I’m a sign of the times.
I am a woman with more freedom than any previous generation in the history of humankind.
I have freedom of expression, and self-determination of my life, which women of the past could scarcely dream of.
I vote, a privilege not extended to all women in the U.S. until 1920, with the passage of the 19th Amendment to the U.S. Constitution, although in Colorado, women gained the right to vote in 1893.
I have complete control over my own property, a privilege not extended to American women until 1900.
I can even purchase my own property, a privilege I was astonished to find not extended to me in 1966. I had a good job and determined to buy a house; a very modest, two-bedroom frame house, the likes of which have mostly become “scrape-offs” in recent years. However, I found that although I could qualify with my income, I could not get a loan. This refusal certainly had nothing to do with my being a lesbian; it would take another 20 years for ME to figure that one out! It was because …. What would happen if I became pregnant? As an unmarried woman I had no one to pick up my debts when I had to quit work. (Hey, perhaps being a lesbian might actually have been an advantage!) Poor innocent little ol’ me. I had no idea that only one in a thousand women (0.1%) owned homes in 1960, but, WOW, by 1970 we zoomed all the way up to a shaky two in a thousand (0.2%). Currently, single women are around 20% of homebuyers while single men account for only 10%.
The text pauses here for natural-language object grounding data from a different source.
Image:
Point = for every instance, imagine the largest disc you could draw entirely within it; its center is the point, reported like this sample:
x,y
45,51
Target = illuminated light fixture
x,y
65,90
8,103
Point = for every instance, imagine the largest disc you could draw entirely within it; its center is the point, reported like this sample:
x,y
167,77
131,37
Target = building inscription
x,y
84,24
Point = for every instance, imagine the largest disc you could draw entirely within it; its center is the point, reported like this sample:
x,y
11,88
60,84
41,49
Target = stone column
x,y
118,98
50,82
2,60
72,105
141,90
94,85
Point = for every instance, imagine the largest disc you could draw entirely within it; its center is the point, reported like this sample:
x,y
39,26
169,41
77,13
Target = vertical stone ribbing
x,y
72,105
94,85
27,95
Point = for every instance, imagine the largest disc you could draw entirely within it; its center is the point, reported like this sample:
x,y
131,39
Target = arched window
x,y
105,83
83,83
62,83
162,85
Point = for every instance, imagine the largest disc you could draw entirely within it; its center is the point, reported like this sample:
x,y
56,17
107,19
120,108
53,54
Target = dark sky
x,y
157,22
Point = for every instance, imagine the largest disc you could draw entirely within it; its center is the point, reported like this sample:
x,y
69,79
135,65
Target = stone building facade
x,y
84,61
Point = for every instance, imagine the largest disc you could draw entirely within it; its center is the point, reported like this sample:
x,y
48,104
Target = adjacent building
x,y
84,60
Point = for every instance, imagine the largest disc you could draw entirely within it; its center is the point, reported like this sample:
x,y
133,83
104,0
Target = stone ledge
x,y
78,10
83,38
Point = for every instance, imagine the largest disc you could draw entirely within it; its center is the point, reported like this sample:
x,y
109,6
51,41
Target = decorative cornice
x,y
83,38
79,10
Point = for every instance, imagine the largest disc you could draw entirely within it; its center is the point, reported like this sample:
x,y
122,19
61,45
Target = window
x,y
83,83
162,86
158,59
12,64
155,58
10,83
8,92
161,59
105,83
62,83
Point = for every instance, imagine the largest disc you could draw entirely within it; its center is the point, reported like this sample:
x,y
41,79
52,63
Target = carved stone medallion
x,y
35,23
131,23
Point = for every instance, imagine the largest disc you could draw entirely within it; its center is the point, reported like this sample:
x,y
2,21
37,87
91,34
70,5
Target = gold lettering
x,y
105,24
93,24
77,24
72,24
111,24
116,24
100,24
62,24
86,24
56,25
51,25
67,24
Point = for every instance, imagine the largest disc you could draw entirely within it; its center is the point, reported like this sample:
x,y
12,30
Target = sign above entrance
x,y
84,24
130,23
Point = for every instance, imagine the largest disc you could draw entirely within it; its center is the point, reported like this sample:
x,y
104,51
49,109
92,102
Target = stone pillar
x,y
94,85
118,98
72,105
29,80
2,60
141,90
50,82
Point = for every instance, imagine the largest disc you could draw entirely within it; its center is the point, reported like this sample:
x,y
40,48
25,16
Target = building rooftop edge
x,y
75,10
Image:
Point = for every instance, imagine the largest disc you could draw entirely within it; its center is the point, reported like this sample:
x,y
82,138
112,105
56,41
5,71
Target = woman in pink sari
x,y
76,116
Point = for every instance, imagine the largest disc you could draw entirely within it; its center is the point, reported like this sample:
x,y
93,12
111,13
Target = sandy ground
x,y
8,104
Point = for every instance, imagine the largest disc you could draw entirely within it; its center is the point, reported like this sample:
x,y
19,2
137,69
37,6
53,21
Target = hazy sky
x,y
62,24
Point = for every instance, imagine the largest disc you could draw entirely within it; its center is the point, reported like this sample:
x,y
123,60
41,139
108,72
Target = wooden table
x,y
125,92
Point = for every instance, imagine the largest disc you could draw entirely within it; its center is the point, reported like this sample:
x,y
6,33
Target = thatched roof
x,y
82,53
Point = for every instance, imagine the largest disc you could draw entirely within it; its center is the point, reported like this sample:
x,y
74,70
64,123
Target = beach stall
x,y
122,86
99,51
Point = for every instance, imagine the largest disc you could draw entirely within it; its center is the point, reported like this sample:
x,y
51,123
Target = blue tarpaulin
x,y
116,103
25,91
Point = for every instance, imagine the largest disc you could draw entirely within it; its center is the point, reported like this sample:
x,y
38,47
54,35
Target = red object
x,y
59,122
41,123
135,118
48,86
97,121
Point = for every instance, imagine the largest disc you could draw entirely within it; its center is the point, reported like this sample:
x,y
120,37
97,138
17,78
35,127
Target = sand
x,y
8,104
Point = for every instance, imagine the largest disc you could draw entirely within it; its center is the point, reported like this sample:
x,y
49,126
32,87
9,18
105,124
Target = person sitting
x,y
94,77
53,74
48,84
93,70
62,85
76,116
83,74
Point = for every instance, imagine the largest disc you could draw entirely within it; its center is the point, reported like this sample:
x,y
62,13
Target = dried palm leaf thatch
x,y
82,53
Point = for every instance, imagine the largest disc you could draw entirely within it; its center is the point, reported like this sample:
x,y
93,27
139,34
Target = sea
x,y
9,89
Just in my lifetime, how things have changed. I own my home, I own and drive my car, I manage my own money. I haven't worn a skirt since I retired; I am free to follow fashion or ignore it. I am free to follow social mores or ignore them.
I talk about religion and politics, very much verboten in my youth, and, still worse, about sex!
I have lived with my beautiful Betsy for over 25 years. Far from causing us to live in fear, this fact does not seem to faze anyone among our acquaintances, friends, and families. And now, in July 2013, neither does it, according to the Supreme Court, threaten all those straight marriages out there. Which, by the way, are failing at a rate exceeding 50%.
Like many older people, I get a bit curmudgeonly at times, bemoaning today’s world and muttering on about how things are not what they used to be.
How happy I should be that they are not!
I have lived, and am living, in the best possible time.
I am indeed, and delighted to be, a sign of the times.